【正論】慶応大学教授・竹中平蔵 郵政「改悪」で国民負担年2兆円 - MSN産経ニュース
郵政には毎年2兆円の実質負担が発生することになる。
2005年の民営化決定にあたって、当時の政府は「骨格経営試算」なるものを作成し、国会にも提出した。それによると、民営化によって金融面の「信用リスク・ビジネス」など新規業務を展開すれば、そうでない場合に比べて約1兆円の利益が得られることが示されている。しかし、実質国有企業ではこうしたリスクを取ることは不可能になる。今回の措置で年間1兆円の利益が失われることになる。また、約10万人を正規雇用に振りかえる措置によって、3千億円程度の負担増が見込まれる。

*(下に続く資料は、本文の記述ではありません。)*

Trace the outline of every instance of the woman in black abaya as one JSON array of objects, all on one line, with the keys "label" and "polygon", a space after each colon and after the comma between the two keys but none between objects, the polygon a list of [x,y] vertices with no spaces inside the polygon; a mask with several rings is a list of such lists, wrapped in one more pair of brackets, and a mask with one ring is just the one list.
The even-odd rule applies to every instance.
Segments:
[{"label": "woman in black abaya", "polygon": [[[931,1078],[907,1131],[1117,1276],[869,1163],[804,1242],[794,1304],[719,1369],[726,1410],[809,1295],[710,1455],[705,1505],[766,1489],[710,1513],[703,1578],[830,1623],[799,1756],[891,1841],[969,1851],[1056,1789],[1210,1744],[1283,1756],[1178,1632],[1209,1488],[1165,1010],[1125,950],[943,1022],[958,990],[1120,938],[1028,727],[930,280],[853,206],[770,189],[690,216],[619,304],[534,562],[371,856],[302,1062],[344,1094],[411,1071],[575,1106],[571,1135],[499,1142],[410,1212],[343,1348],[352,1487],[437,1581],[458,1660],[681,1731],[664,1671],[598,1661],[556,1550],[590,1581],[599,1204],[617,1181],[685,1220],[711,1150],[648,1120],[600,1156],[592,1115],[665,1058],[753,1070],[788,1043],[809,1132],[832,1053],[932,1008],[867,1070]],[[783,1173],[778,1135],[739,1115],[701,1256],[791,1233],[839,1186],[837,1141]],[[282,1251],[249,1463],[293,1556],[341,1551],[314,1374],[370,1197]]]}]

これを合わせると、年間1兆3千億円の国民負担増だ。
さらに、現状でも日本の郵便料金はアメリカの2倍強の水準である。合理化が遅れ生産性が低いために高料金となっている。民営化によるガバナンス強化でコストを削減することが期待されたが、期待利益はこの先も実現されないだろう。郵便の総収入から判断して、国民は年間約7千億円の高いコストを払い続けることになる。
郵政のために年間2兆円の負担を是とするか、という話。